10. Il ressort des pièces du dossier que les trois enfants mineurs du requérant, âgés respectivement de 6, 4 et 2 ans à la date de la décision attaquée, sont scolarisés en France. Toutefois, il ne ressort pas des pièces du dossier qu'il ne leur sera pas possible de poursuivre leur scolarité dans le pays d'origine de leur père et de leur mère, où ils ont vocation à retourner en compagnie de leurs parents. Le préfet, qui contrairement à ce que soutient le requérant, a examiné la situation de ses enfants en tenant compte de leur intérêt supérieur, n'a ainsi pas méconnu les stipulations précitées.
En ce qui concerne la décision fixant le pays de renvoi :
11. Aux termes de l'article 3 de la convention européenne de sauvegarde des droits de l'homme et des libertés fondamentales : " Nul ne peut être soumis à la torture ni à des peines ou traitements inhumains ou dégradants ". Aux termes du dernier alinéa de l'article L. 513-2 du code de l'entrée et du séjour des étrangers et du droit d'asile, dans sa version applicable au litige : " (...) Un étranger ne peut être éloigné à destination d'un pays s'il établit que sa vie ou sa liberté y sont menacées ou qu'il y est exposé à des traitements contraires aux stipulations de l'article 3 de la convention européenne de sauvegarde des droits de l'homme et des libertés fondamentales du 4 novembre 1950 ".
12. M. C... soutient que sa vie est menacée en Lybie en raison du contexte de guerre civile dans ce pays. Toutefois, le seul article de presse versé au dossier à l'appui de ses allégations ne permet pas d'établir un risque personnel et actuel encouru en cas de retour dans son pays d'origine. A... ailleurs, M. C... n'a demandé ni l'asile ni la protection subsidiaire. A... suite, le moyen tiré de la méconnaissance des stipulations de l'article 3 de la convention européenne de sauvegarde des droits de l'homme et des libertés fondamentales et des dispositions de l'article L. 513-2 du code de l'entrée et du séjour des étrangers et du droit d'asile doit être écarté.
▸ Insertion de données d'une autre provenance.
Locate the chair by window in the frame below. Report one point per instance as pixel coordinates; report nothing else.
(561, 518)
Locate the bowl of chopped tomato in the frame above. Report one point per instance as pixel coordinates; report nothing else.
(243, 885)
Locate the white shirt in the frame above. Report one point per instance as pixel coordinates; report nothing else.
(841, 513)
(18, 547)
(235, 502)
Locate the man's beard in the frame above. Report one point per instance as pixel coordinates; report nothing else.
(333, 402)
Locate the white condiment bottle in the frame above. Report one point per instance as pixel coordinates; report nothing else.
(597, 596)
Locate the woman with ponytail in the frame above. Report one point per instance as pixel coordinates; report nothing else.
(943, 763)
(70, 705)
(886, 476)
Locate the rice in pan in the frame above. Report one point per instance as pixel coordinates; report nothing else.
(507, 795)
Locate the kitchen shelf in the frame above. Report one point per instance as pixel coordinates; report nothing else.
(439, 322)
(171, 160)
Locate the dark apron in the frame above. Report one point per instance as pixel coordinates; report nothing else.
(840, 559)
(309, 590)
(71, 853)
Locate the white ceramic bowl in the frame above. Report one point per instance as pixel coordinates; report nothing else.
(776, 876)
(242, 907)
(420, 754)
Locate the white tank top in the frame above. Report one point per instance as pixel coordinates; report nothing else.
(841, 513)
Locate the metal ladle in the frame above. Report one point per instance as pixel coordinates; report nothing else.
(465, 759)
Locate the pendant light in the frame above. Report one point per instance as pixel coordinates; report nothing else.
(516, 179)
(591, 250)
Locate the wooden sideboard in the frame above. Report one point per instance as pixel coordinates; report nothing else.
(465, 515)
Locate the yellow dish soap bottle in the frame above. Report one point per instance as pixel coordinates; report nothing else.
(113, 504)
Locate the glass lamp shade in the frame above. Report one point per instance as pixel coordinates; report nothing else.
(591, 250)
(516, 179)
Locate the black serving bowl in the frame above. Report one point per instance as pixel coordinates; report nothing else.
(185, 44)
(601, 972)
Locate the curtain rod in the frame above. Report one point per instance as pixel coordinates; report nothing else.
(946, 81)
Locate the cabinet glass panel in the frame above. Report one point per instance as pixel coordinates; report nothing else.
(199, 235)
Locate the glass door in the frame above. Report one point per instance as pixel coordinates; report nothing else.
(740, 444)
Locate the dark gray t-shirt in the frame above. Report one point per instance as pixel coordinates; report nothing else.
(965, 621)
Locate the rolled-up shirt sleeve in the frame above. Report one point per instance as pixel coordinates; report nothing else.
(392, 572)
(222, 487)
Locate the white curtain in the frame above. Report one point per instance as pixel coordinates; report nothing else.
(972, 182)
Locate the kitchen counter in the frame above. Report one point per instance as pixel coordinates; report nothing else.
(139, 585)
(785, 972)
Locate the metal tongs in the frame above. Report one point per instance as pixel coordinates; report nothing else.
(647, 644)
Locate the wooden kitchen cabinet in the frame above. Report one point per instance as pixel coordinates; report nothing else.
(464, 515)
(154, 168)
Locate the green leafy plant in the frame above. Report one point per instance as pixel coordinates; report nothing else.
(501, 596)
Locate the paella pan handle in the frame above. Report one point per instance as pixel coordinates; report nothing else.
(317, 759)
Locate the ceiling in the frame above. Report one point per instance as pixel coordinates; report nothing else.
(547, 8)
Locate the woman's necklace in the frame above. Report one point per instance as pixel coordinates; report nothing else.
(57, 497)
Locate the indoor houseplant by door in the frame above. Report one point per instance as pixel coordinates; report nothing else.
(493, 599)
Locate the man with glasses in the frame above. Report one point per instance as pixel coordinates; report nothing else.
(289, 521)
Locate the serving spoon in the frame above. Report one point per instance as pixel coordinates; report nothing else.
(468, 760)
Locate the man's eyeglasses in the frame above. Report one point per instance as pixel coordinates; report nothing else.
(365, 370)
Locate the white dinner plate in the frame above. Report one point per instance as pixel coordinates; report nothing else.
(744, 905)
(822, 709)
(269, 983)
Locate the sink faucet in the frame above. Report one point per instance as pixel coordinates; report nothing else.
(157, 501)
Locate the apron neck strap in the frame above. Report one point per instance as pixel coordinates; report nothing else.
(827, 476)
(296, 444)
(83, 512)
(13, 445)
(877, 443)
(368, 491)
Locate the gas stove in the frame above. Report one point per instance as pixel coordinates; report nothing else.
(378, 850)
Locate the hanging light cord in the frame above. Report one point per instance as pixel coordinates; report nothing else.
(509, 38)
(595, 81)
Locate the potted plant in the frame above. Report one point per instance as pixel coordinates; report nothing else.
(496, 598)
13. Il résulte de tout ce qui précède que M. C... n'est pas fondé à soutenir que c'est à tort que, A... le jugement attaqué, le tribunal administratif de Besançon a rejeté sa demande tendant à l'annulation de l'arrêté préfectoral du 6 novembre 2020 du préfet du Doubs. Ses conclusions à fin d'injonction et celles présentées au titre des articles L. 761-1 du code de justice administrative et 37 de la loi du 10 juillet 1991 doivent, en conséquence, être rejetées.
D E C I D E :
Article 1er : La requête de M. C... est rejetée.
Article 2 : Le présent arrêt sera notifié à M. B... C... et au ministre de l'intérieur.
Copie en sera adressée au préfet du Doubs.